Thanks to TranKmasT for the heads up on this place, definitely a good choice to go here. Given it's location being literally surrounded by houses I personally didn't have much hope that we'd be able to get in undetected on a Saturday afternoon but after a tight squeeze we got in and had the run of the place until we ran out of light.

I've been piecing together bits of the history (there is an entire website devoted to the school) but it can be summarised briefly as follows: It was first built and opened in 1912 as Longlands School, and was extended massively during the 1960s with a new gymnasium and class blocks built including one perched right on top of one of the original 1912 wings which is very unusual indeed. Longlands School closed in 1990 despite having 500 students on it's roll in 1989 and was amalgamated with High Park School in Wollaston.
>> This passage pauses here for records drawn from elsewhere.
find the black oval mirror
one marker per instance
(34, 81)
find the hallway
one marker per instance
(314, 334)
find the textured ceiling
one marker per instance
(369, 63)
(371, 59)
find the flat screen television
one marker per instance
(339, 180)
Post-closure it appears to have been taken over by Stourbridge College who used it as their centre for creative arts and design, and that too closed around 2010 or 2011. In September 2011 a reunion was held in the grounds for pupils of the original Longlands School which saw hundreds of ex-students turn out from all over the world.

Kids have got in and made a right mess of some of the place but the original 1912 wings still have some lovely features including the main hall with it's plasterwork and the lovely tiling throughout.


























































































































Thanks for looking more here https://www.flickr.com/photos/mookie427/sets/72157648624875314 ​


----------



## flyboys90 (Feb 22, 2015)

Sad it seems like they want the place wrecked,great photos.


----------



## mockingbird (Feb 22, 2015)

Nicely done Mookster!


----------